According to both Cheney AND Hoehner's chronologies, it was early in 32 AD when the Lord took his disciples on a tour outside North Galilee. Scholars have suggested different routes, and one of the likely paths would have taken Jesus right through the Lebanon valley and around Mount Hermon... through Abilene.
Again, I won't be inventing things. If there were some other data here, I'd be more likely to speculate. I still say the Gospels' claims of a census are grounds that demand reconstructing a plausible scenario for it, from 9 BC, thru 8 BC, into 7 BC. But there are no claims or extra details allowing/requiring me to reconstruct any details of Abilene in 32 AD. (Gladly. And sadly.)
Whether or not Jesus walked through Abilene in early 32, or passed just south of it... Whether or not the tetrarchy of Lysanias actually dissolved in 32 AD or some time before then... Whether or not Lysanias himself was related to the line of Zenodorus, as his name suggests... Whether or not Jesus' travels in 32 were impacted (or enabled) by the political situation (or void) in the Lebanese region formerly known as Ituraea... Regardless of all that, the most I can/will say about Jesus and Abilene is probably going to be something like this:
In early 32 AD, Jesus and his disciples toured the lands north of Galilee, around the territory of Tyre and Sidon, from the Sea to Mount Hermon. In mid 32 AD, C. Pomponius Flaccus had to settle a territory dispute between Damascus and Sidon. As it happened, these were the same regions Jesus had just been through a few months before. (And then a footnote will mention that the dispute likely involved the lands formerly known as Abilene, which probably indicates that the tetrarchy of Lysanias had ended somehow in the previous three years, due to unknown circumstances.)

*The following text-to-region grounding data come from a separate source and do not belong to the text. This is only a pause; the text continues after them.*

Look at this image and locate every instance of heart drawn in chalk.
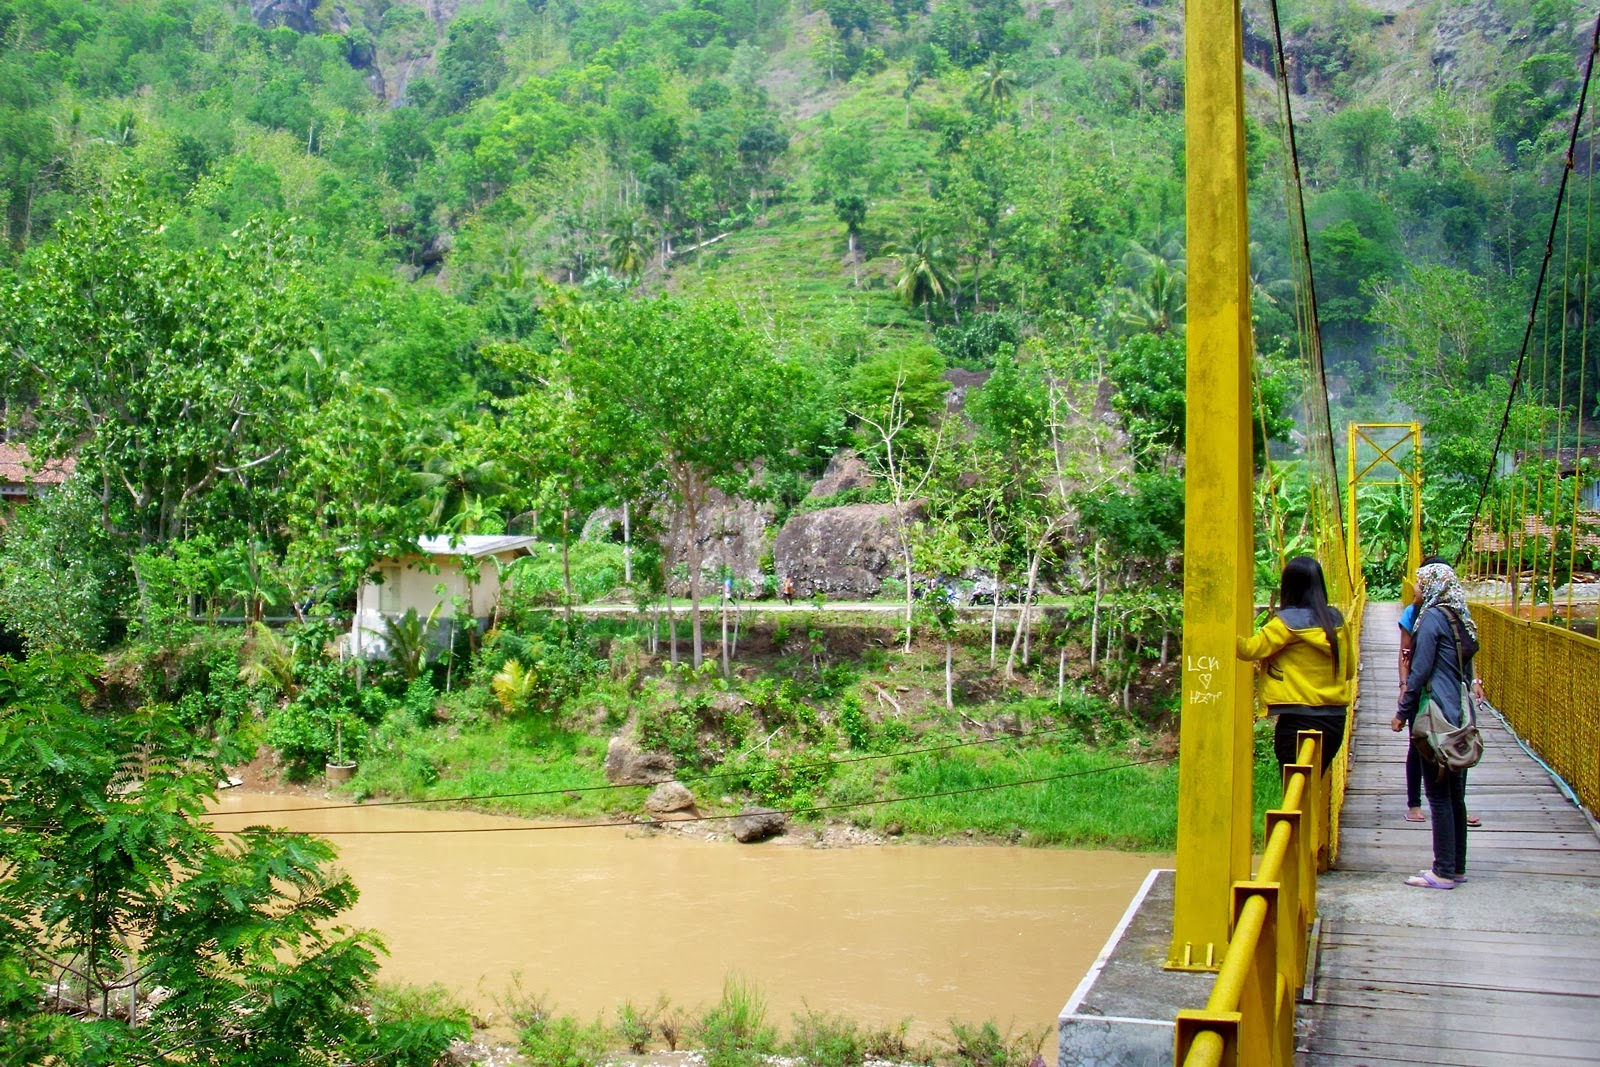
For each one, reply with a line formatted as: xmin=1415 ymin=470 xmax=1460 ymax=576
xmin=1199 ymin=673 xmax=1213 ymax=688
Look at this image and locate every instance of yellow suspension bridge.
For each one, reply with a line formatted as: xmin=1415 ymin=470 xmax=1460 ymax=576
xmin=1056 ymin=0 xmax=1600 ymax=1062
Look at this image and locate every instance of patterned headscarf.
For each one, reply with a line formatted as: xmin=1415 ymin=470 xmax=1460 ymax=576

I wish I could say more. I always love finding extra details. But I'm not inventing stuff. I'm just putting big puzzle pieces together. I'm only filling in blanks that absolutely need and deserve to be filled in. There will be disclaimers that talk about lack of certainty on specific issues. But the task is to put together one plausible reconstruction of everything we CAN say did happen and/or most likely happened. Abilene just isn't solid enough to say much more about than I've said here. Sadly.
And now I have a point.
I'd LIKE to find something about Lysanias to support my view of Eastern Rulers under Tiberius. I'd LIKE to find something in the dissolution of Abilene to support the idea that Herod Antipas was getting just a bit more nervous about Roman annexation of eastern lands leading up to the time of the crucifixion. Gee, I'd LIKE to find anything about Abilene OR Lysanias that would connect with ANYTHING in 32 AD, if not previous and future years as well. I'd LIKE that. But it doesn't look like-ly. And though I don't get bonus points for admitting what I totally have to admit anyway, I'm just saying it.
And that's the whole reason I made this post.